Ce film d’animation s’ancre donc dans un univers de science fiction dystopique, un genre maintes fois traité que ce soit par le cinéma traditionnel ou celui de l’animé, néanmoins Satoshi KON y insuffle une approche personnelle inédite qui plus est magnifiée par une extraordinaire maitrise de son média.
Dès le forfait connu, les scientifiques en charge de ce projet vont dès lors s’atteler à découvrir qui a commis ce vol, d’autant plus qu’ils s’aperçoivent que le pirate projette dans le subconscient des collaborateurs à ce projet des rêves qui ne sont pas les leurs. Le docteur Atsuko Chiba qui dans le monde concret est caractérisé par une rigueur stricte jusque dans son apparence vestimentaire, qui se contente d’être fonctionnelle et d’asseoir sa légitimité se pare des atours délurées de Paprika, jeune fille anarchiste et pétillante dans le monde onirique. Ce sont ces deux entités incarnées par un seul et même esprit qui prendra la tête de cette chasse à l’homme évoluant entre ces deux mondes.
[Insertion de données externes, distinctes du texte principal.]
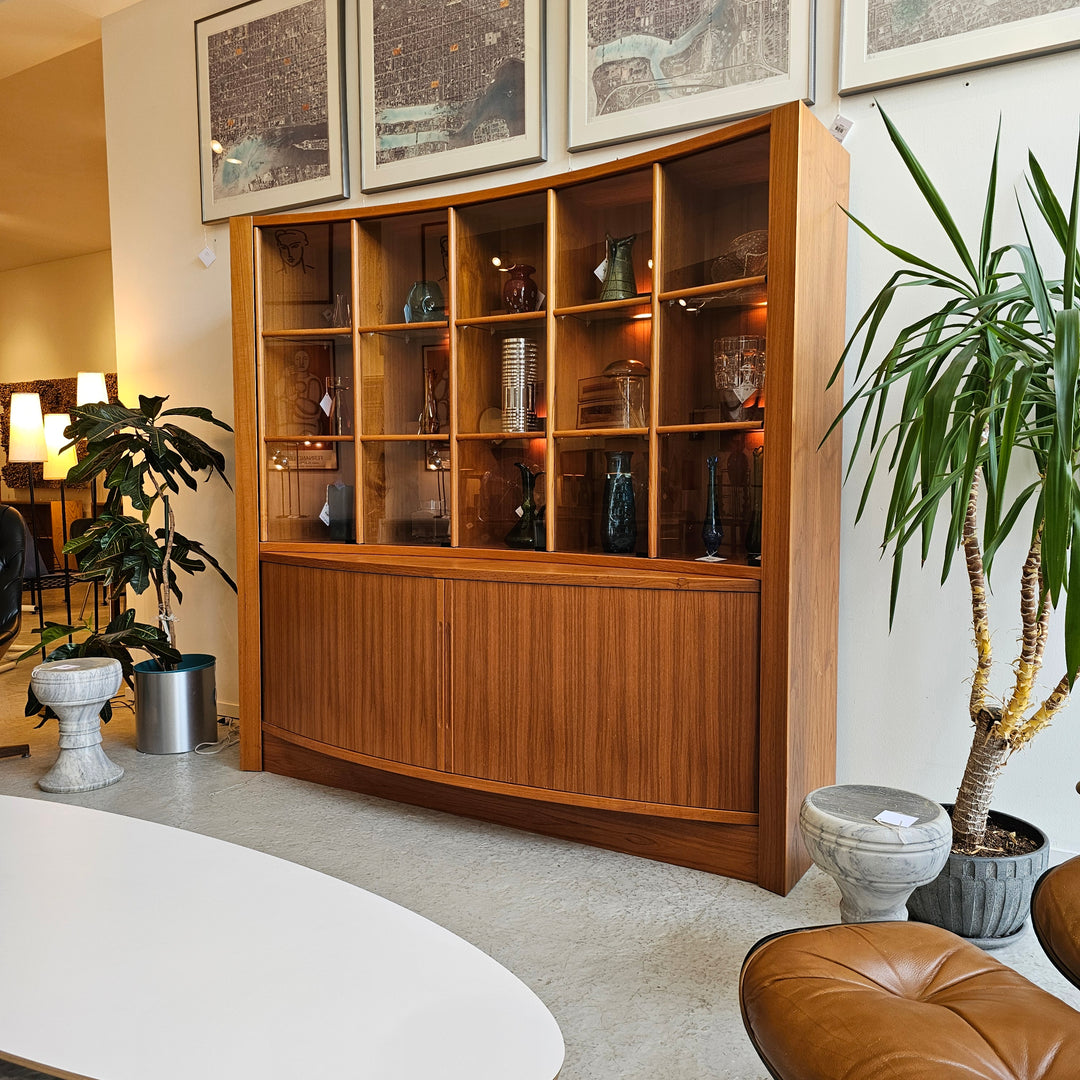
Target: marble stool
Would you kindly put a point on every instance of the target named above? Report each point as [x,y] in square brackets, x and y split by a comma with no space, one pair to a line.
[876,865]
[76,690]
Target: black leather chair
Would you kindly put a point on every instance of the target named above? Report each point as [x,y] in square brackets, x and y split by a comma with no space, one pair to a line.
[12,554]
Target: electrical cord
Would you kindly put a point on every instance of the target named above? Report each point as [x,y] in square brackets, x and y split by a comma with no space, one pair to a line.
[230,738]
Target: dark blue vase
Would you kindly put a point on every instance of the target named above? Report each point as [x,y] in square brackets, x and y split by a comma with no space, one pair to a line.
[526,534]
[619,528]
[712,530]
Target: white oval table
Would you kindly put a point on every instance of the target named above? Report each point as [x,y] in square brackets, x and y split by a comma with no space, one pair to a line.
[131,949]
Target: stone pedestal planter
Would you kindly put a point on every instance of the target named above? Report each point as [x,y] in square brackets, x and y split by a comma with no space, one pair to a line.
[876,866]
[76,690]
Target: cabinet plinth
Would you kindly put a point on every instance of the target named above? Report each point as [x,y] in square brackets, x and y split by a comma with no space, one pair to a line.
[472,557]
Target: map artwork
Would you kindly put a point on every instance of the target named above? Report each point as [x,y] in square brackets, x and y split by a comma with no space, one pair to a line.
[893,24]
[268,100]
[656,51]
[448,73]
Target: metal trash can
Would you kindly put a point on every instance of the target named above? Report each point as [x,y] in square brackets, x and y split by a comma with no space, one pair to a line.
[175,711]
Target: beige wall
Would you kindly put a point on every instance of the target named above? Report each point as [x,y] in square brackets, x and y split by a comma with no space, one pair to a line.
[902,717]
[56,319]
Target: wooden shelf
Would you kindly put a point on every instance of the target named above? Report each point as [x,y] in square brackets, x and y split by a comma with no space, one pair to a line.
[675,709]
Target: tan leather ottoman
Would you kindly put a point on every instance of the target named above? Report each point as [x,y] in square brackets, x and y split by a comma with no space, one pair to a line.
[1055,915]
[900,1001]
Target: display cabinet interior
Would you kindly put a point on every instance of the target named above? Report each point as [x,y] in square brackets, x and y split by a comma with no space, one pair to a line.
[615,206]
[582,466]
[304,270]
[394,254]
[709,203]
[585,346]
[405,388]
[481,373]
[406,491]
[694,335]
[490,489]
[684,490]
[491,240]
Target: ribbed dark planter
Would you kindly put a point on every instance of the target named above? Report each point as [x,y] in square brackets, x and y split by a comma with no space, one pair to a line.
[985,899]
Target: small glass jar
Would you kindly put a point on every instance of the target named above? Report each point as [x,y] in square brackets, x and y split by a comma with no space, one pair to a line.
[632,379]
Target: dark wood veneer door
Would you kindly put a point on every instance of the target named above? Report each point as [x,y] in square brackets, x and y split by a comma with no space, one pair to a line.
[630,693]
[351,660]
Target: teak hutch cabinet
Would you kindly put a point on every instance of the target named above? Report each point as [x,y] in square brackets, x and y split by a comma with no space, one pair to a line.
[414,626]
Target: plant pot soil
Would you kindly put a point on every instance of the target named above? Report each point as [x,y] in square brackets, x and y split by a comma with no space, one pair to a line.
[986,898]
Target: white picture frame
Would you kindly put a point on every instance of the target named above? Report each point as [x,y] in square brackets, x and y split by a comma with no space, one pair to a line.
[508,65]
[675,109]
[864,69]
[270,84]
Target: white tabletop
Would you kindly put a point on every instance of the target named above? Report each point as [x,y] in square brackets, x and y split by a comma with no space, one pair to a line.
[130,949]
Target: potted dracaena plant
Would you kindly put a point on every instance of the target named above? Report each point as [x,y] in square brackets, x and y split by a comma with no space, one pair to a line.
[974,412]
[144,456]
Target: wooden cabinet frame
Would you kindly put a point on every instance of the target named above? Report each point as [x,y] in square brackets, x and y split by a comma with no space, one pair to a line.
[532,744]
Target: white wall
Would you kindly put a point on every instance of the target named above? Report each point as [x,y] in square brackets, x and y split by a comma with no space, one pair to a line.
[902,696]
[56,319]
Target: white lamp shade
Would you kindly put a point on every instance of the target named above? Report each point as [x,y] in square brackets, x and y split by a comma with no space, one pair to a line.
[27,430]
[90,388]
[58,463]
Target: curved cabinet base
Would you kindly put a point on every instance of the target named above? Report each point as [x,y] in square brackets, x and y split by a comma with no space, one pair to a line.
[730,850]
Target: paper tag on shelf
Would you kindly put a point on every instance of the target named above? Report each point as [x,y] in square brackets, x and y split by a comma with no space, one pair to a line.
[840,126]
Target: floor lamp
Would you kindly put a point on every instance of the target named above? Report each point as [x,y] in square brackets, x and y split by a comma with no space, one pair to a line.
[26,443]
[90,389]
[62,458]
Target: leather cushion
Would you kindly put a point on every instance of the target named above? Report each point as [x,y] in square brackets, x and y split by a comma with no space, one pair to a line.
[1055,913]
[903,1001]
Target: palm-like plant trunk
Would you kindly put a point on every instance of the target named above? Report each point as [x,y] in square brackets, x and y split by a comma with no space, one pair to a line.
[988,754]
[999,731]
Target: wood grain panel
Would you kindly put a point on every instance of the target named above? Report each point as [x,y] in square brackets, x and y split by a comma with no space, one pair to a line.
[801,491]
[730,850]
[642,694]
[245,410]
[351,660]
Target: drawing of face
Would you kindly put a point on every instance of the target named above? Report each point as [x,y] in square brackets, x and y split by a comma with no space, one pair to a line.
[291,244]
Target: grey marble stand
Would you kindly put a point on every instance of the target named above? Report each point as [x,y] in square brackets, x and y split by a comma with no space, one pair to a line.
[875,865]
[76,690]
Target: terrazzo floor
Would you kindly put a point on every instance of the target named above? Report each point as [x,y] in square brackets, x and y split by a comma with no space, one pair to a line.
[638,961]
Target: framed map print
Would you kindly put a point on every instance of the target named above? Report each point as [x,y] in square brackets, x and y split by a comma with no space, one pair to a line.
[448,89]
[883,42]
[270,120]
[637,69]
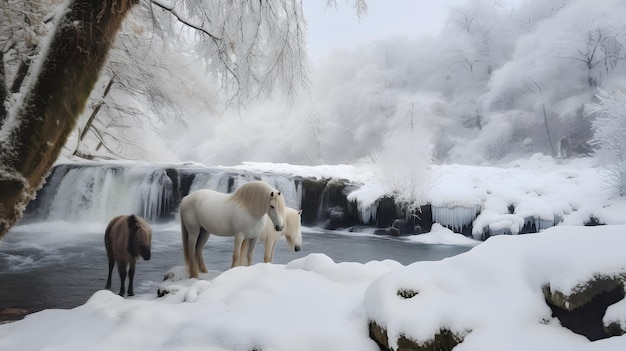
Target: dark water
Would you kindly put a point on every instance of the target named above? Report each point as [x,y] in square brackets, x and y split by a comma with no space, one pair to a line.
[61,265]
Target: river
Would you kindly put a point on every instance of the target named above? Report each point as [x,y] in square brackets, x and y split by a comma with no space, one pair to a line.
[60,265]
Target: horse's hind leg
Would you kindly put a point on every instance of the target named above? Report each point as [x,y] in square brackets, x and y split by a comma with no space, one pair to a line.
[121,268]
[131,277]
[190,238]
[202,240]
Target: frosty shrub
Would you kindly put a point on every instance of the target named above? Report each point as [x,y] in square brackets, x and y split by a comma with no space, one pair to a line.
[402,165]
[609,133]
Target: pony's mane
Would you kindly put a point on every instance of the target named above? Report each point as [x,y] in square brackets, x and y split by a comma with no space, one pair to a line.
[139,232]
[255,197]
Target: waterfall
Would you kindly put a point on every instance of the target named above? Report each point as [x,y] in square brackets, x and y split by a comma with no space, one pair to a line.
[98,192]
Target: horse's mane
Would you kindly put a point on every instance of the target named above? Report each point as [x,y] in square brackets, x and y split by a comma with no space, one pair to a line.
[291,222]
[255,196]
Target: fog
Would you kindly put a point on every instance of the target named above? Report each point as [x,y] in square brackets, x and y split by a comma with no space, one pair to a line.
[499,81]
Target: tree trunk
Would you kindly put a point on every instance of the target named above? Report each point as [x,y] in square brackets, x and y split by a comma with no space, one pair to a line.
[34,134]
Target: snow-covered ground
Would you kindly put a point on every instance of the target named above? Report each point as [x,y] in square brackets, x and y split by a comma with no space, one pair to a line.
[312,303]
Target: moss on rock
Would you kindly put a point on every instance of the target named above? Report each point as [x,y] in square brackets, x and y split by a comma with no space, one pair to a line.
[444,340]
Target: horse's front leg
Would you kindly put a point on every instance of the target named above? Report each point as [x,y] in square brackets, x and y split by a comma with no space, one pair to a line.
[131,277]
[250,249]
[121,268]
[237,250]
[269,249]
[203,237]
[244,250]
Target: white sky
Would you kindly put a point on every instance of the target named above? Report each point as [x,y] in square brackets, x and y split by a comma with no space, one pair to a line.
[340,28]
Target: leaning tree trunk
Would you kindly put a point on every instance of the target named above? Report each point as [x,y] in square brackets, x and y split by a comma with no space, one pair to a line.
[36,130]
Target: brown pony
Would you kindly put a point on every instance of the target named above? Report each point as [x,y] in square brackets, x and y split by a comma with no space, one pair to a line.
[125,238]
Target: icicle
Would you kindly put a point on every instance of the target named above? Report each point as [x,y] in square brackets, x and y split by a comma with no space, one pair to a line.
[456,217]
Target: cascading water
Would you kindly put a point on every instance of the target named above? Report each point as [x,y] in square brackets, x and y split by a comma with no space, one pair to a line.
[98,192]
[95,192]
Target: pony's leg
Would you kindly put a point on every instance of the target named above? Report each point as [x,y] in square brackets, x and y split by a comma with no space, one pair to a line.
[111,265]
[131,276]
[202,240]
[237,250]
[121,269]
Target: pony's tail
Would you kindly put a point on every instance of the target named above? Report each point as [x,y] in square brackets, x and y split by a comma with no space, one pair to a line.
[133,226]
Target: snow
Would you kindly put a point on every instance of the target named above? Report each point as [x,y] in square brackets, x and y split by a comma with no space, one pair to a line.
[313,303]
[491,295]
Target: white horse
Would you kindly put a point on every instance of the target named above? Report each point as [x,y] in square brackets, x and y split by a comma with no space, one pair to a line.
[292,233]
[240,214]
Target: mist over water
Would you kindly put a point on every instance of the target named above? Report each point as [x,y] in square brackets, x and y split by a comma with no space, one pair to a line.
[60,265]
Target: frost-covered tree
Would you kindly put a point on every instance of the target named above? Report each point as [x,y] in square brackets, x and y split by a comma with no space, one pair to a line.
[53,95]
[250,47]
[609,129]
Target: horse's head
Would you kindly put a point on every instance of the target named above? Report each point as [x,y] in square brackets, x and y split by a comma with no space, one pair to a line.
[276,210]
[293,232]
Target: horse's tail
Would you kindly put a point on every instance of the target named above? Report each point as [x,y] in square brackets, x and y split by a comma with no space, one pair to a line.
[133,226]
L’animation joue sur ces contrastes en mariant avec délice les traits rigoristes, quasiment réalistes qui dépeignent la réalité à des expériences graphiques osées voire qui flirtent avec la caricature lorsqu’il s’agit de montrer le rêve. Les transitions et la mise en scène de ces deux univers qui évoluent en parallèle durant tout le film s’interpénètrent et jouent avec nos sens, notre perception est sans cesse questionnée.
Foisonnant de références empruntées tant aux mythes fondateurs, qu’ils soient d’inspiration bouddhistes, antiques ou judéo-chrétienne, qu’aux noeuds communs culturels et néo-mythiques issus de la pop culture moderne le film tend à nous démontrer l’universalité de l’imagination qui cloisonnée dans la vie que nous expérimentons chaque jour se retrouve amalgamée et indistincte dans la sphère onirique. Toutefois en dépit de ces nombreuses influences affichées et revendiquées la cohésion de l’ensemble est totale et dénote d’un scénario précis et construit avec justesse et intelligence qui jamais ne perd de vue son objectif et qui reste d’une grande lisibilité pour le spectateur.
Les pertes de repères narratifs qui constituent une part du film n’existent que pour aboutir à des révélations et à faire voler en éclats nos habitudes sensorielles, là encore le fruit d’un travail d’écriture admirable que l’animation inventive, créative, presque iconoclaste de Satoshi Kon. Sublime et vertigineux.
Source évidente de l’inspiration qui présidera à Inception (2009) réduire ce dernier à un simple remake me paraît cependant réducteur, tant les deux œuvres m’apparaissent jouer sur des ressorts opposés à partir d’un postulat de départ proche, le film de Christopher NOLAN s’évertuant à nous perdre pour nous préparer à une vision pessimiste, là où cet animé nous égare pour mieux nous révéler un propos optimiste.
J’ai déjà eu l’occasion de dire que le cinéma d’animation n’est pas un cinéma vers lequel je suis particulièrement attiré, mais quand de telles œuvres, maîtrisées, belles graphiquement, pertinentes dans leurs sujets et intelligentes dans leurs développements narratifs et aussi grandioses dans leurs animations nous sont proposées il devient alors impossible de tracer une frontière entre ce cinéma et un cinéma classique.